Nature and Nurture: The Environmental Impact
on Phenotype

Answer 16

• Another departure from Mendelian genetics
  arises when the phenotype for a character
  depends on environment as well as genotype
• The norm of reaction is the phenotypic range of
  a genotype influenced by the environment
• For example, hydrangea flowers of the same
  genotype range from blue-violet to pink,
  depending on soil acidity

Question 17

Integrating a Mendelian View of Heredity and
Variation

Answer 17

An organism’s phenotype includes its physical
appearance, internal anatomy, physiology, and
behavior
* An organism’s phenotype reflects its overall
genotype and unique environmental history

Question 18

Pedigree Analysis

Answer 18

A pedigree is a family tree that describes the
interrelationships of parents and children across
generations
* Inheritance patterns of particular traits can be
traced and described using pedigrees
* Pedigrees can also be used to make predictions
about future offspring
* We can use the multiplication and addition rules to
predict the probability of specific phenotypes

Question 19

Recessively Inherited Disorders

Answer 19

• Many genetic disorders are inherited in a
  recessive manner
• Recessively inherited disorders show up only in
  individuals homozygous for the allele
• Carriers are heterozygous individuals who carry
  the recessive allele but are phenotypically normal

Question 20

Cystic Fibrosis

Answer 20

• Cystic fibrosis is the most common lethal genetic
  disease among people of European descent,
  striking one out of every 2,500
• The cystic fibrosis allele results in defective or
  absent chloride transport channels in plasma
  membranes
• Symptoms include mucus buildup in some internal
  organs and abnormal absorption of nutrients in the
  small intestine

Question 21

Sickle-Cell Disease

Answer 21

• Sickle-cell disease affects one out of 400 AfricanAmericans
• The disease is caused by the substitution of a
  the single amino acid in the haemoglobin protein in
  red blood cells
• Symptoms include physical weakness, pain, organ
  damage, and even paralysis
• About 1 in 10 African Americans are carriers

Question 22

Whatis a gene?

Answer 22

A gene is a sequence of nucleotides which forms part of the chromosome which code for specific amino acids in proteins.
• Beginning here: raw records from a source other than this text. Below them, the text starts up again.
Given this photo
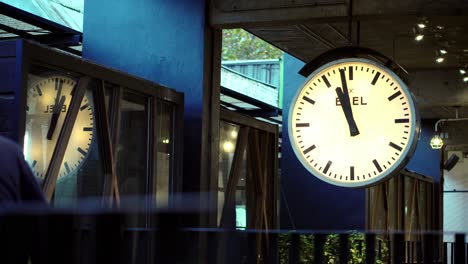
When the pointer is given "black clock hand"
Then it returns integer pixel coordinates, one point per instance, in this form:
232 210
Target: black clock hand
348 112
343 95
55 115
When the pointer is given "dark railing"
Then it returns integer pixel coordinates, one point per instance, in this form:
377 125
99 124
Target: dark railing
108 238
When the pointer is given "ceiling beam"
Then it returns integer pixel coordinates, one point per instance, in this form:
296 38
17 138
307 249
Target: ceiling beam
258 14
The gene is the unit of inheritance in organisms, which are passed onto to offspring, dictating features such as their physical appearance and genetic makeup. The famous Scientist, Gregor Mendel, conducted pea plant experiments which framed our initial understanding of inheritance and how traits are passed down to the offspring. Mendel chose plants that had distinct traits, such as seed colour and stem length, to directly observe how traits were passed down from one generation to the next. Mendel repeatedly cross-fertilized pea plants and recorded which traits were expressed and not expressed in the offspring plant from the parent plant. Mendel discovered that genes were hereditary units that displayed predictable patterns of inheritance and followed the principles of independent assortment and segregation. Following Mendel’s theories, Watson and Crick significantly developed knowledge related to genes, specifically the structure of DNA which carries the genetic information of the organism. Genes were discovered to consist of sequences of many nucleotides within the DNA molecules. Genes were now recognised as molecules capable of synthesising proteins based on the order of these DNA nucleotides.